Colocar a nós mesmos em primeiro lugar, dar autenticamente sem esperar reciprocidade, fazer coisas que nos deem prazer, pedir, nos aproximar de pessoas afetivamente sólidas que nos enriquecem, são ações de um mundo emocional que nos fortalece e aumenta a nossa felicidade.

Existem pessoas que têm a história de vida repleta de situações estressantes, traumáticas e com muito sofrimento, mas são resilientes. Por quê?

É difícil dizer um motivo único com respeito a este tipo de pessoas. Não deixa de ser uma incógnita.
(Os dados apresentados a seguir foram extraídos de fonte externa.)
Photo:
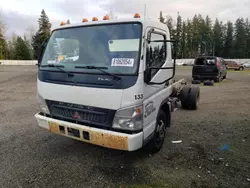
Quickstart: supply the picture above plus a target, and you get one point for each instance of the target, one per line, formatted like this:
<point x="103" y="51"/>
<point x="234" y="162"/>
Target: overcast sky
<point x="21" y="15"/>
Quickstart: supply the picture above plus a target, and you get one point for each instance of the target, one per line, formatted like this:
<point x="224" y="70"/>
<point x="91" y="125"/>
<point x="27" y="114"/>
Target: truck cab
<point x="115" y="91"/>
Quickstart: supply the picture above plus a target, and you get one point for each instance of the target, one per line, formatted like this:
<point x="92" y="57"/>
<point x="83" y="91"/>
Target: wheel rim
<point x="197" y="99"/>
<point x="160" y="132"/>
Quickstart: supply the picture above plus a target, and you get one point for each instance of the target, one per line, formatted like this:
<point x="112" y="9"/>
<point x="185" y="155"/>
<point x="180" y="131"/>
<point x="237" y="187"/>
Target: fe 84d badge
<point x="149" y="109"/>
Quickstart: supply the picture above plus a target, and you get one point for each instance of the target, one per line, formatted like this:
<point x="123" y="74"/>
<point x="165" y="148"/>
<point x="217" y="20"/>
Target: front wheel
<point x="157" y="141"/>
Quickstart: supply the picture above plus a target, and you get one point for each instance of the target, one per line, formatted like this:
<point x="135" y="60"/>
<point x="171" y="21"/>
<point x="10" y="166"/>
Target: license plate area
<point x="89" y="136"/>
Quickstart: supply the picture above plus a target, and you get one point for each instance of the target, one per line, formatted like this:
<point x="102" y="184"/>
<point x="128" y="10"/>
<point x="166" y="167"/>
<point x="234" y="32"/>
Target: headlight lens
<point x="129" y="118"/>
<point x="43" y="106"/>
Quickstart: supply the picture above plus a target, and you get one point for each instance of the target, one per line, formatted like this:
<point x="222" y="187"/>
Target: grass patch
<point x="236" y="71"/>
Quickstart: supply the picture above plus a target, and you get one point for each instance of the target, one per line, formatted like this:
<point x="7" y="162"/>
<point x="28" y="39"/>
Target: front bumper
<point x="105" y="138"/>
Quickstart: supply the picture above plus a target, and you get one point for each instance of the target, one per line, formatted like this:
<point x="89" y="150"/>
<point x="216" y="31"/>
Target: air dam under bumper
<point x="105" y="138"/>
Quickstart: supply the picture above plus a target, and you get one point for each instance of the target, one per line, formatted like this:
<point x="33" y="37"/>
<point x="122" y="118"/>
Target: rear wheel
<point x="157" y="141"/>
<point x="241" y="68"/>
<point x="219" y="79"/>
<point x="225" y="77"/>
<point x="190" y="97"/>
<point x="196" y="81"/>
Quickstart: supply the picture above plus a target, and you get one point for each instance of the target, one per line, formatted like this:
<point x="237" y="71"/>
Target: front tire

Seres humanos que sobreviveram a guerras, campos de concentração, abusos familiares, fome, pobreza e qualquer outra situação que cause vulnerabilidade possuem uma capacidade natural de sobrevivência e, no entanto, outras com apenas um quarto dessas dificuldades sucumbem e são consumidas pelo contexto.

A resiliência é:

  • Um conjunto sinérgico de capacidades biológicas – neurotransmissores como a serotonina, dopamina, endorfinas, um hipocampo que possua como centro de aprendizagem informação disponível ad hoc, um bom desenvolvimento de neurônios-espelho que favorecem a empatia;
  • Inteligência emocional – assim como destaca Goleman sobre os cinco componentes da inteligência emocional: autoconsciência, autorregulação, motivação, empatia e habilidades sociais;
  • Elementos criativos (hemisfério direito) – para ver o lado positivo das situações, criatividade para inventar fugas de catástrofes, capacidade empática para criar vínculos saudáveis e nutritivos.
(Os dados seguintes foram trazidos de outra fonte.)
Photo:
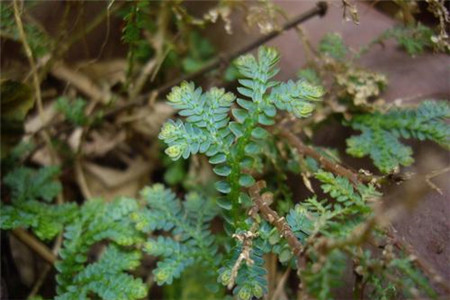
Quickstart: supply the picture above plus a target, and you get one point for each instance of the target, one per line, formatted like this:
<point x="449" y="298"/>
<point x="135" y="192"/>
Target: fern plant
<point x="233" y="146"/>
<point x="188" y="221"/>
<point x="32" y="193"/>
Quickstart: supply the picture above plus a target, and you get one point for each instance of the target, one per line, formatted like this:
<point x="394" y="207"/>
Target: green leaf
<point x="223" y="187"/>
<point x="236" y="128"/>
<point x="381" y="133"/>
<point x="222" y="170"/>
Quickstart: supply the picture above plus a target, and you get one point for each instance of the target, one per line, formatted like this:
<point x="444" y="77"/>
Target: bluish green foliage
<point x="200" y="51"/>
<point x="188" y="221"/>
<point x="106" y="278"/>
<point x="251" y="279"/>
<point x="30" y="205"/>
<point x="310" y="75"/>
<point x="74" y="112"/>
<point x="98" y="221"/>
<point x="381" y="133"/>
<point x="234" y="145"/>
<point x="321" y="277"/>
<point x="38" y="40"/>
<point x="334" y="218"/>
<point x="333" y="45"/>
<point x="414" y="39"/>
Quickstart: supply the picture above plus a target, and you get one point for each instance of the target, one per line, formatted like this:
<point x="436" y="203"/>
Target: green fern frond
<point x="107" y="279"/>
<point x="381" y="133"/>
<point x="187" y="221"/>
<point x="27" y="186"/>
<point x="97" y="221"/>
<point x="73" y="112"/>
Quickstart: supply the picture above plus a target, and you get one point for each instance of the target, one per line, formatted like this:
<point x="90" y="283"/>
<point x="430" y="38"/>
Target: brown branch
<point x="35" y="245"/>
<point x="271" y="216"/>
<point x="221" y="60"/>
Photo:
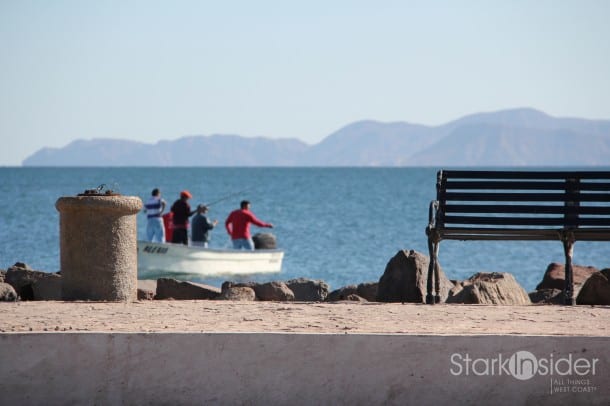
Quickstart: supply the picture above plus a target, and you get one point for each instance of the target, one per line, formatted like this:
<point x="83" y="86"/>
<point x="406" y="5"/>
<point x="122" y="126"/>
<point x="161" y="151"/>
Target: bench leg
<point x="568" y="248"/>
<point x="433" y="273"/>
Uma pessoa resiliente tem uma atitude cognitiva que estrutura em sequência e em cascata os pensamentos positivos, os quais anulam os pensamentos automáticos negativos tão traumáticos e virulentos para as nossas emoções.

No processo evolutivo também há adultos resilientes que geraram um parâmetro identificatório que provocou um futuro resiliente.

Pais ou mães com vidas difíceis e que superaram situações dolorosas criam seus filhos com atitudes resilientes, estímulo e motivação para dar a eles recursos para enfrentar situações, além das mensagens e dos ensinamentos explícitos. Para mim, estas são as propriedades que eu observei nas pessoas resilientes.

Será que existe um tipo de personalidade resiliente?

Boa pergunta! Eu considero que há uma personalidade resiliente ou, pelo menos, uma tendência à resiliência, na qual certas pessoas espontaneamente têm uma capacidade de sobrevivência ou de conseguir se adaptar e sobreviver, como descrevi na pergunta anterior.

No entanto, a resiliência pode ser estimulada e criada. Na área da psicoterapia, criamos resilientes, ou seja, potencializamos os recursos de algumas pessoas para que elas possam desenvolver uma melhor capacidade de enfrentamento das situações.

Isso quer dizer que algumas pessoas já possuem os recursos necessários para conseguir resolver e superar catástrofes naturalmente, mas outras precisam fomentar, motivar ou criar tais ferramentas de sobrevivência à adversidade.


Este texto é fornecido apenas para fins informativos e não substitui a consulta com um profissional. Em caso de dúvida, consulte o seu especialista.